Il presidente venezuelano Nicolás Maduro come il Chapo, a capo di un cartello del narcotraffico. Con una mossa senza precedenti, gli Usa hanno incriminato un capo di Stato straniero, accusandolo di traffico di cocaina e narco-terrorismo e mettendo sulla sua testa una taglia di 15 milioni di dollari.
L'inchiesta, condotta dalle procura di Washington, New York e Miami, mette sul banco degli imputati anche una decina di dirigenti ed ex dirigenti venezuelani dell'inner circle di Maduro, tra cui tre ministri (giustizia, difesa e industria) e capi dell'intelligence. Per loro è stata offerta una taglia di 10 milioni di dollari. Accuse pure per vari membri del più grande gruppo ribelle della vicina Colombia, le Forze Armate rivoluzionarie (Farc), che finanziano da lungo tempo le loro attività con il traffico di cocaina.
Con questa offensiva giudiziaria, l'amministrazione Trump sembra mettere fine ad ogni possibilità di negoziare un'uscita soft di Maduro attraverso i suoi alleati, per arrivare ad un nuovo governo dopo lo scontro interno con il leader dell' opposizione Juan Guaidó, già riconosciuto presidente legittimo dagli Usa e da altri Paesi.
Il presidente venezuelano ha respinto ogni addebito e accusato su Twitter gli Stati Uniti e il suo alleato colombiano di aver dato "l'ordine di riempire di violenza il Venezuela". In un programma tv del presidente chavista dell'Assemblea nazionale costituente, Diosdado Cabello, si evocano campi di addestramenti di mercenari in territorio colombiano gestiti da addestratori statunitensi e secondo Maduro, intervenuto con una telefonata, i mercenari dovevano entrare in azione fra il 23 e il 25 marzo, in piena emergenza coronavirus e con i venezuelani impegnati in una quarantena, ma l'operazione è saltata.

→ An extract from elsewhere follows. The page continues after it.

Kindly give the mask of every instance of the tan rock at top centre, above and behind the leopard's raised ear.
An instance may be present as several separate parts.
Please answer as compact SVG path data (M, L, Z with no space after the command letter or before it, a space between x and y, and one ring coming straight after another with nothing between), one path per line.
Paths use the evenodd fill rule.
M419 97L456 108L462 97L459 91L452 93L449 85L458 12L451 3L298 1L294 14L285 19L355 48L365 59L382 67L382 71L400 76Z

Le incriminazioni americane sono state annunciate dall'attorney general William Barr in un briefing con i procuratori di Manhattan e Miami e con il capo della Drug Enforcement Administration. Il leader venezuelano e' accusato di aver contribuito a gestire e alla fine di aver guidato il Cartel de Los Sols mentre rafforzava il suo potere nel Paese. Sotto la guida sua e di altri dirigenti, il cartello ha cercato di arricchire i suoi membri, di aumentare il suo potere e di "invadere" gli Usa con cocaina, infliggendosi i dannosi effetti degli stupefacenti ai consumatori americani.
Il cartello, si legge in uno dei capi di imputazione, "ha dato priorità all'uso della cocaina come arma contro l'America e alla sua massima importazione negli Stati Uniti".
Maduro, secondo la magistratura Usa, ha negoziato molte tonnellate di cocaina prodotta dalle Farc, ha ordinato al suo cartello di fornire armi di tipo militare al gruppo di ribelli e ha coordinato l'attivita' con l'Honduras e altri Paesi "per facilitare il traffico di droga su larga scala".
Le ong accusano da anni il presidente venezuelano e la sua cerchia di fare affari con i signori della droga. Affari cresciuti dopo le sanzioni Usa e il crollo dell'industria petrolifera nazionale. Due nipoti di Maduro stanno già scontando in Usa una condanna per droga: secondo l'accusa volevano portare in patria 20 milioni di dollari ricavati dai traffici per mantenere la famiglia al potere.